Para quem está acostumado a ver os astros brasileiros chegando para as entrevistas, cercados por seguranças, assessores, agentes e empresários, foi um agradável susto.
De tênis pretos e meias brancas, camiseta, calção e agasalho de treinamento do glorioso São Paulo Futebol Clube, onde tudo começou, de repente o melhor jogador do mundo surge sozinho, na hora combinada, caminhando lentamente pelo CT do seu ex-clube na Barra Funda, que mais parece um resort temático de futebol.
Ricardo Izecon Santos Leite, o Kaká, a figura que aparece à minha frente, cumprimentando-me com um sucinto Oi!, como se nos víssemos todo dia, poderia tranqüilamente passar por apenas mais um dos jovens jogadores que freqüentam este modelar centro de treinamento, jogando e sonhando com a fama.
Não é fácil marcar uma entrevista com ele. O mundo inteiro quer falar com Kaká, desde que ele trocou o São Paulo, ainda como jovem revelação, pelo Milan, vendido pela bagatela de 8,5 milhões de euros, em 2003.

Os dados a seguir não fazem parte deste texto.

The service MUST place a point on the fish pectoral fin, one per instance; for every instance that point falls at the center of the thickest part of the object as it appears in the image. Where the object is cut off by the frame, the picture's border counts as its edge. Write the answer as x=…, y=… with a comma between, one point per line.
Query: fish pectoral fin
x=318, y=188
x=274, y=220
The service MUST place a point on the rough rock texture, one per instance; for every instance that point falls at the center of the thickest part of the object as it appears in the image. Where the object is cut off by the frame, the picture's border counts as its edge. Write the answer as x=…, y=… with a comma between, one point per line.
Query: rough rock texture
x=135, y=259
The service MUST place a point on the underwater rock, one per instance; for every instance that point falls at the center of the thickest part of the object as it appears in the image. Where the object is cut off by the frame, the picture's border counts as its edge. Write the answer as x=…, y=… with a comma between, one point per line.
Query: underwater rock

Aos 26 anos, com todos os títulos possíveis no currículo, Kaká tornou-se uma rara unanimidade no mundo do futebol. Bastam alguns poucos minutos de conversa com ele para descobrir os motivos.
No intervalo das sessões diárias de fisioterapia que faz religiosamente com o professor Carlos Alberto Vasconcelos Pressinoti, o Beto, um ex-jogador das equipes de base do São Paulo, que rodou sem sucesso por vários times do país, Kaká responde às nossas perguntas sempre com um sorriso, sem se abalar e sem fugir do assunto, num português absolutamente correto, as frases com começo, meio e fim.

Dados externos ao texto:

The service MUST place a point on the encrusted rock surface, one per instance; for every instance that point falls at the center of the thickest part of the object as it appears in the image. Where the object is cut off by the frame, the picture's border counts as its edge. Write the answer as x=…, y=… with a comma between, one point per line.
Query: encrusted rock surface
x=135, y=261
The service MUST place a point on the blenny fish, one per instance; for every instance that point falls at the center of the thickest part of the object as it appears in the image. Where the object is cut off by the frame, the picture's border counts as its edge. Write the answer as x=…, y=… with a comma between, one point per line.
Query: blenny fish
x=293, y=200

Qualquer outro no seu lugar, jogador de futebol ou não, com a fama que desfruta hoje no mundo todo, estaria pelo menos um pouco afetado, mostrando alguma frescura típica de celebridade.
Mas ele me pareceu ser exatamente o mesmo cara do juvenil do São Paulo, todo centrado e certinho, que vi jogar pela primeira vez no começo de 2001, quando era reserva de um jogador chamado Harrisson, de quem nunca mais ouvi falar.
Contido nos gestos e nas auto-referências, é uma figura atípica nesta fauna de boleiros empavonados, que ficam famosos e milionários de um dia para outro, tornando-se outras pessoas.

Este texto foi postado em um site esportivo, onde o jornalista ficou impactado com a postura do Kaká, que apesar de usufruir de um status de celebridade, não usa isso em seu favor, pois sabe, declara e vive a verdade de que "tudo provém de Deus"...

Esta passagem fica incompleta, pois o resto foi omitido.